Question: My college-aged son wants to get a credit card, but can't qualify for one unless I agree to be a co-signer. Is this a good idea to help him build credit?
Answer: This is a question I get frequently from concerned parents. While I commend you for wanting to help your son build good credit, I also have to warn you about the risks involved with co-signing.
This question has become more common since the Credit CARD Act of 2009 went into effect. The CARD Act placed limits on young adults under the age of 21 and this has made it more difficult for young people to qualify for a credit card on their own. For instance, they must be able to show they have enough income to pay back any debt they incur.
When you co-sign for a credit card, this means you are joint account owners with the other individual, which in this case, is your son. As joint account owners, you are both legally responsible for any debt associated with the card.
This is where co-signing becomes a bit of a sticky wicket. I'm sure you'd love to say that your son is mature and can be trusted with a credit card. This may in fact be true, but take an honest look at the situation before you sign on the dotted line. If your son does use the card irresponsibly, it could impact your credit in a negative way.
For instance, if he goes on a shopping spree and runs up the balance on the card, the high utilization ratio could lower your credit score. Likewise, if you use the card irresponsibly, you could damage your son's credit score.
It's essential that you both have a heart-to-heart talk about the rules he must abide by. Be very specific about what he can spend money on and how much he can spend per month. It's also a good idea to openly discuss how irresponsible use could have a negative impact on your family relationship.
So basically, be very sure that your son is ready for a credit card before you risk your own credit. Before you proceed, you need to know that not all credit cards will accept a co-signer, so keep that in mind when you and your son start researching credit cards. You can call the issuer and ask if this is allowed.
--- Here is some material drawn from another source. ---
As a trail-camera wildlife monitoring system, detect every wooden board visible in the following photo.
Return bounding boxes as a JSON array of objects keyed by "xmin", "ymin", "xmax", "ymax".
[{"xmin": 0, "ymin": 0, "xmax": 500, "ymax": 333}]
If you decide that your son isn't quite ready, that's perfectly fine. Another option to consider is a secured credit card, which is easier to qualify for. This requires a small deposit that "secures" the card. The deposit stays in the bank account and your son would receive a credit card that he would use for purchases. The advantage is that it limits the damage that can be done and protects your credit while he builds credit in his own name.
If you haven't spent time with him explaining how credit cards work, then don't start with his own account. Ease him into plastic as an authorized user on one of your credit cards. This doesn't give quite the credit score oomph of having his own account, but it does help, assuming you have excellent credit. And with most credit cards, you'll be able to set spending limits and monitor the account. When it comes to teaching kids about credit, it's much better to proceed slowly and wait until you both feel comfortable.